What Happens at Your First Physical Therapy Appointment?

The first physical therapy appointment is a comprehensive evaluation designed to establish a precise understanding of the patient’s functional limitations and the underlying cause of their impairment. This session is primarily diagnostic, serving as a dialogue to gather the necessary information to create a strategic treatment approach. The goal is to identify the specific biomechanical or neurological dysfunction driving the problem, moving beyond simply treating symptoms. This initial meeting acts as the foundational blueprint for the entire course of therapy.

Preparing for the Evaluation

Before arriving, patients should gather logistical and medical items to streamline the administrative process. This includes photo identification, the current health insurance card, and any required physician referral or prescription. Patients should also prepare a comprehensive list of all current medications (prescription and over-the-counter), supplements, a summary of past surgeries, existing chronic medical conditions, and any previous imaging results, such as X-rays or MRIs.

Physical preparation is equally important, as the therapist will need to observe movement and access the affected body area. Patients should wear loose-fitting, comfortable clothing that allows for a full range of motion, similar to workout attire. For instance, shorts are advisable for a knee issue, while a tank top or loose t-shirt is appropriate for shoulder or neck problems.

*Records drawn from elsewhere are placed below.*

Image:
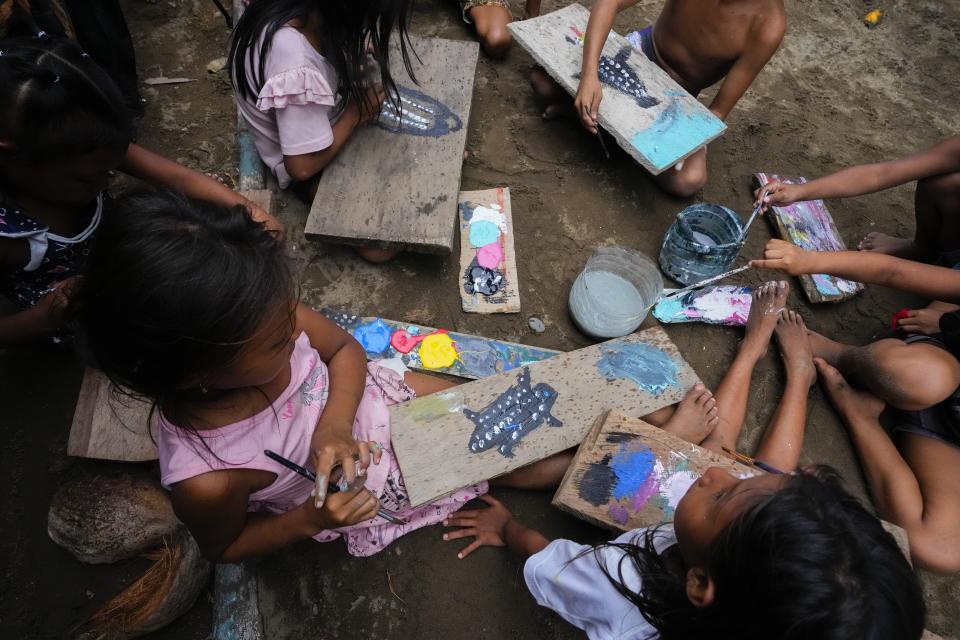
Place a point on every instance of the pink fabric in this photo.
(293, 112)
(286, 428)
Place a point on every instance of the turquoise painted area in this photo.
(483, 233)
(676, 132)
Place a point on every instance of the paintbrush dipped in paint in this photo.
(333, 488)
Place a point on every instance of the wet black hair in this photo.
(346, 29)
(174, 289)
(808, 561)
(56, 102)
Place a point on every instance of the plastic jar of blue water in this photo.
(614, 292)
(701, 243)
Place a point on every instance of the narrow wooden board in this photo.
(631, 474)
(474, 260)
(553, 411)
(477, 357)
(810, 226)
(658, 124)
(399, 190)
(110, 425)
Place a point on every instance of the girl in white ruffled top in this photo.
(301, 73)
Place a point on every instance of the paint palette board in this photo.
(472, 357)
(483, 429)
(488, 262)
(810, 226)
(651, 116)
(629, 474)
(727, 305)
(395, 183)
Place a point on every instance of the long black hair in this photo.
(173, 291)
(347, 27)
(56, 102)
(809, 561)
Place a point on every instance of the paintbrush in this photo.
(753, 462)
(333, 488)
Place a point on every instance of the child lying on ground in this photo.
(916, 483)
(937, 211)
(698, 43)
(64, 128)
(773, 556)
(306, 75)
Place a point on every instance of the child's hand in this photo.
(331, 448)
(587, 102)
(786, 257)
(342, 509)
(778, 194)
(52, 309)
(921, 321)
(486, 526)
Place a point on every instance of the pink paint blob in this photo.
(490, 255)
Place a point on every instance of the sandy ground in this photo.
(835, 94)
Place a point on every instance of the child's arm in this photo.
(161, 172)
(214, 507)
(494, 527)
(590, 93)
(304, 166)
(346, 361)
(870, 178)
(765, 37)
(936, 283)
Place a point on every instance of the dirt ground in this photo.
(835, 94)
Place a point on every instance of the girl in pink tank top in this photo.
(193, 306)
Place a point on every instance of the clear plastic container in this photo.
(614, 292)
(702, 242)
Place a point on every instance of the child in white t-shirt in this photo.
(789, 555)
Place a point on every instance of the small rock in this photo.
(536, 324)
(217, 65)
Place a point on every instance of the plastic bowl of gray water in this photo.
(614, 292)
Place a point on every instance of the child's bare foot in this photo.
(769, 300)
(852, 404)
(877, 242)
(549, 94)
(795, 347)
(695, 417)
(823, 347)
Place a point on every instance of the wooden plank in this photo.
(111, 425)
(631, 474)
(651, 116)
(396, 186)
(476, 356)
(810, 226)
(488, 261)
(454, 438)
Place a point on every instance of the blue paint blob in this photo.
(483, 233)
(650, 368)
(633, 469)
(675, 133)
(373, 336)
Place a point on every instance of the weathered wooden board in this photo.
(473, 357)
(109, 426)
(489, 427)
(629, 474)
(395, 185)
(488, 263)
(646, 111)
(113, 426)
(810, 226)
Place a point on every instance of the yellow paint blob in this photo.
(437, 351)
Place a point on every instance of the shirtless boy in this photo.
(698, 43)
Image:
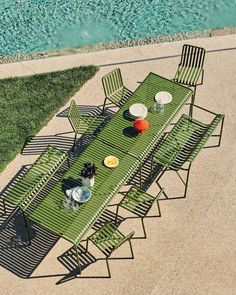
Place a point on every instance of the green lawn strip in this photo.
(28, 103)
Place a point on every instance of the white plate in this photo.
(81, 194)
(138, 110)
(111, 161)
(163, 96)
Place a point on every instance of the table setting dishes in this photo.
(138, 111)
(111, 161)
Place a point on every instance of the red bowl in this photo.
(141, 125)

The Subjective Examination (Patient History and Interview)

The subjective examination is the initial verbal interaction where the physical therapist obtains the patient’s detailed medical narrative and forms a working hypothesis about the condition. The therapist begins by asking about the “chief complaint,” focusing on the onset of symptoms (traumatic or insidious) and the mechanism of injury.

The patient characterizes their pain using a quantifiable measure, such as a 0-to-10 scale, and describes the nature of the discomfort (e.g., sharp, dull, aching). The therapist explores aggravating and alleviating factors, identifying specific positions or activities that worsen or lessen the symptoms. The discussion also covers past medical history, lifestyle factors like work and hobbies, and specific functional limitations, such as difficulty lifting or climbing stairs.

The Objective Physical Assessment

Following the detailed verbal history, the therapist conducts the objective physical assessment to confirm the initial hypothesis and gather measurable data. This hands-on portion involves a series of tests to evaluate the physical impairments contributing to the patient’s issue.

The assessment typically includes:

  • Range of Motion (ROM) measurement, often using a goniometer, to quantify the degree of movement and identify stiffness or hypomobility.
  • Strength testing through Manual Muscle Testing (MMT), where the therapist applies resistance to specific muscle groups and grades their force on a scale, typically from 0 to 5.
  • Palpation, which involves physically feeling the affected area to check for tenderness, swelling, muscle tension, or tissue abnormalities.
  • Postural analysis and movement screening, observing standing posture, gait, and functional movements like a squat or lunge to reveal compensatory patterns.
  • Specific “special tests,” such as ligament stability tests for a joint injury or neurological screening, to confirm or rule out particular diagnoses.

Setting Expectations and the Plan of Care

The conclusion of the first appointment involves the therapist synthesizing all gathered data to form a clinical impression and collaboratively establishing the Plan of Care (POC). The POC is the structured roadmap for the entire treatment process, outlining the necessity and direction of the therapy. The therapist discusses the findings, explaining what structures are likely involved and how they relate to the patient’s symptoms and functional limitations.

The POC must contain measurable short-term and long-term treatment goals that are directly tied to improving the patient’s functional abilities (e.g., walking pain-free for 30 minutes). The therapist specifies the recommended type, frequency, and duration of therapy services. This concluding phase often includes instruction on a simple Home Exercise Program (HEP), empowering the patient to begin recovery immediately and bridging the gap between clinical sessions.